Hi Orie,

I would suggest defining algorithm identifiers for both the regular and 
pre-hash algorithms.  That will make explicit what is happening, which I 
suspect will serve us well.  Not doing this would cause an endless loop of 
repeating this same discussion over and over again. ;-)
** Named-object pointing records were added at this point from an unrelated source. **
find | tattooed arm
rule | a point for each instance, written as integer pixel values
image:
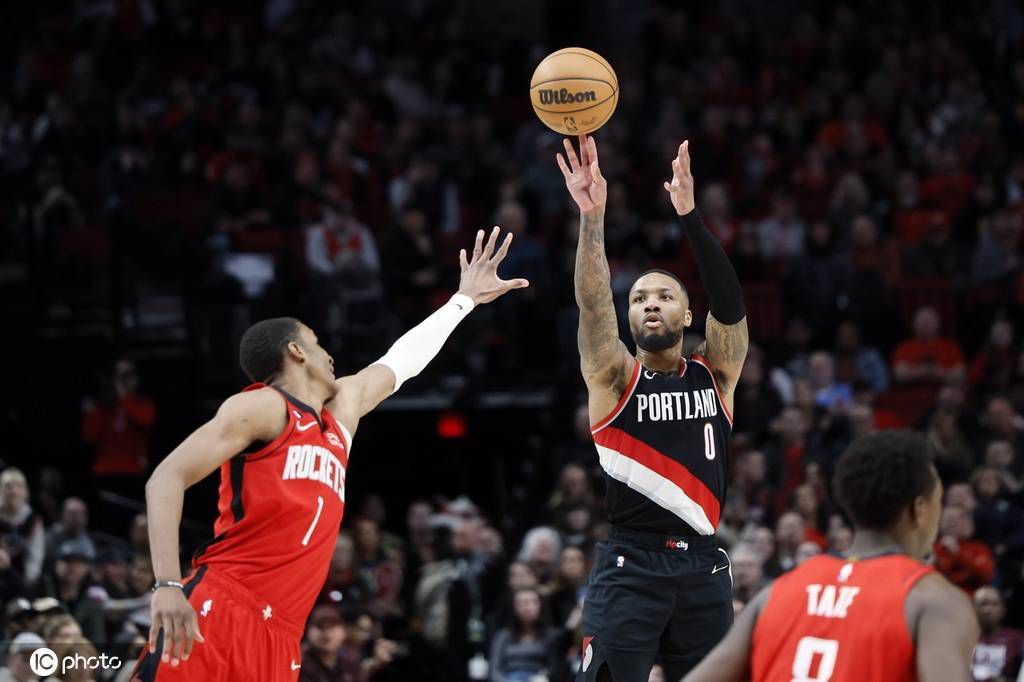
(604, 360)
(726, 337)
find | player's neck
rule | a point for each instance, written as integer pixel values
(666, 361)
(873, 543)
(303, 391)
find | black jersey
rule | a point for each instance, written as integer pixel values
(665, 449)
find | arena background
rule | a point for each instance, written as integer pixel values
(173, 171)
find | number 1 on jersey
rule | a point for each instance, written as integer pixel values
(309, 533)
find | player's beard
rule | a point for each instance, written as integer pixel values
(657, 341)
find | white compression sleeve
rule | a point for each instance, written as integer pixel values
(414, 350)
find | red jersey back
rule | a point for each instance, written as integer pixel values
(281, 507)
(838, 621)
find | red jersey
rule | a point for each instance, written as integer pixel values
(281, 507)
(838, 621)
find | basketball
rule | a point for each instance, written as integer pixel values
(573, 91)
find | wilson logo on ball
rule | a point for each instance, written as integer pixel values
(563, 96)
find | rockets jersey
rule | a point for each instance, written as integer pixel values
(836, 620)
(280, 511)
(665, 450)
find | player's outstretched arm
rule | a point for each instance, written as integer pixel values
(478, 284)
(604, 359)
(726, 336)
(946, 630)
(730, 661)
(242, 419)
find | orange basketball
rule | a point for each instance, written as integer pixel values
(573, 91)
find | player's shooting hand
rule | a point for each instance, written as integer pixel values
(479, 278)
(172, 612)
(681, 188)
(583, 175)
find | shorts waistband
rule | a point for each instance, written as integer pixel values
(654, 541)
(247, 599)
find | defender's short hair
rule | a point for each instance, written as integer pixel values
(658, 270)
(261, 351)
(881, 474)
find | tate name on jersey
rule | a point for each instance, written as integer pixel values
(677, 406)
(315, 463)
(829, 601)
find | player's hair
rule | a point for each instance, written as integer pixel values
(658, 270)
(881, 474)
(261, 351)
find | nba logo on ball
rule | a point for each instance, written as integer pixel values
(43, 662)
(573, 91)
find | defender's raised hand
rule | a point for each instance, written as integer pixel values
(681, 188)
(583, 176)
(479, 278)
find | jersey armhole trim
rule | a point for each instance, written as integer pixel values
(282, 437)
(627, 394)
(702, 361)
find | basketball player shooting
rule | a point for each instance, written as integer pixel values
(881, 613)
(660, 587)
(283, 448)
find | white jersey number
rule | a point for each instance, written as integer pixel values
(809, 648)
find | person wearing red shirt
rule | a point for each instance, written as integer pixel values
(968, 563)
(120, 430)
(878, 613)
(999, 649)
(927, 356)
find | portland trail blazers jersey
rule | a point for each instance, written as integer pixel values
(280, 510)
(665, 449)
(841, 621)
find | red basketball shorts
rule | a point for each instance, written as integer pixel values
(245, 640)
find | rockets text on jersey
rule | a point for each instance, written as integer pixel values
(837, 621)
(665, 449)
(280, 510)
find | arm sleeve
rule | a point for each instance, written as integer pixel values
(716, 270)
(418, 346)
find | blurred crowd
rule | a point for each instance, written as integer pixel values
(861, 164)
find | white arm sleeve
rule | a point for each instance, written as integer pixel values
(414, 350)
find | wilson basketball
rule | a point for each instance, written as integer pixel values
(573, 91)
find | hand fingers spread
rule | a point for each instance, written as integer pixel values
(570, 155)
(561, 164)
(477, 247)
(504, 250)
(489, 249)
(592, 150)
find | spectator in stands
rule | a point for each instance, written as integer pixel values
(325, 656)
(527, 645)
(997, 654)
(991, 369)
(73, 526)
(781, 233)
(927, 356)
(863, 363)
(540, 549)
(748, 578)
(1003, 423)
(70, 583)
(22, 535)
(118, 426)
(17, 668)
(790, 533)
(968, 563)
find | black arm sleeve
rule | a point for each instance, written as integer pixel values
(716, 271)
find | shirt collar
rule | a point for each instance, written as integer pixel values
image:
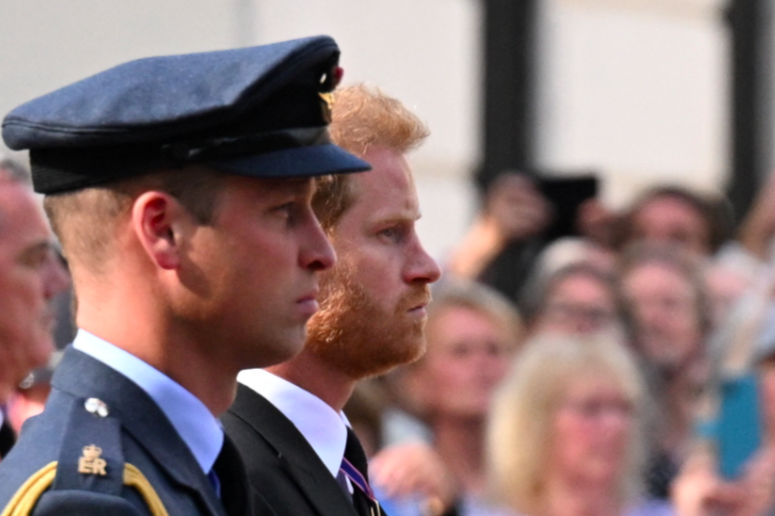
(195, 424)
(324, 428)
                                                                -- Mike

From: [email protected] <[email protected]> On Behalf Of Orie Steele
Sent: Tuesday, August 27, 2024 9:32 AM
To: Phillip Hallam-Baker <[email protected]>
Cc: Falko Strenzke <[email protected]>; pqc-forum 
<[email protected]>; cose <[email protected]>
Subject: Re: [pqc-forum] Question regarding pure vs. pre-hash ML-DSA

We're working on a COSE draft that tries to address a similar issue, but 
generically for traditional digital signature schemes as well:

https://cose-wg.github.io/draft-ietf-cose-hash-envelope/draft-ietf-cose-hash-envelope.html#section-4-2.2.1

Just for the sake of separating out terminology, consider the following:

- ECDSA with secp256r1 and SHA-256 HASH (we'll call this ESP256)
- ESP256 used to produce a COSE Sign1 (we'll call this cose-sign1-with-esp256)
- ESP256 used to produce a "hash envelope" (we'll call this 
cose-sign1-hash-envelope-with-esp256)

Even in the case where "cose-sign1-with-esp256" and 
"cose-sign1-hash-envelope-with-esp256" sign the same payload, which could be 
the length of a SHA-256 hash, they can be distinguished by the presence of 
protected headers.

It can be useful to consider a remote KMS interface, where the message needs to 
be conveyed to the signer in order for a signature to be produced.

This is confusing to think about when you have "pre-hash" in both the raw 
crypto layer, and the protocol layer.

I like to think about this problem from the perspective of what a client can do.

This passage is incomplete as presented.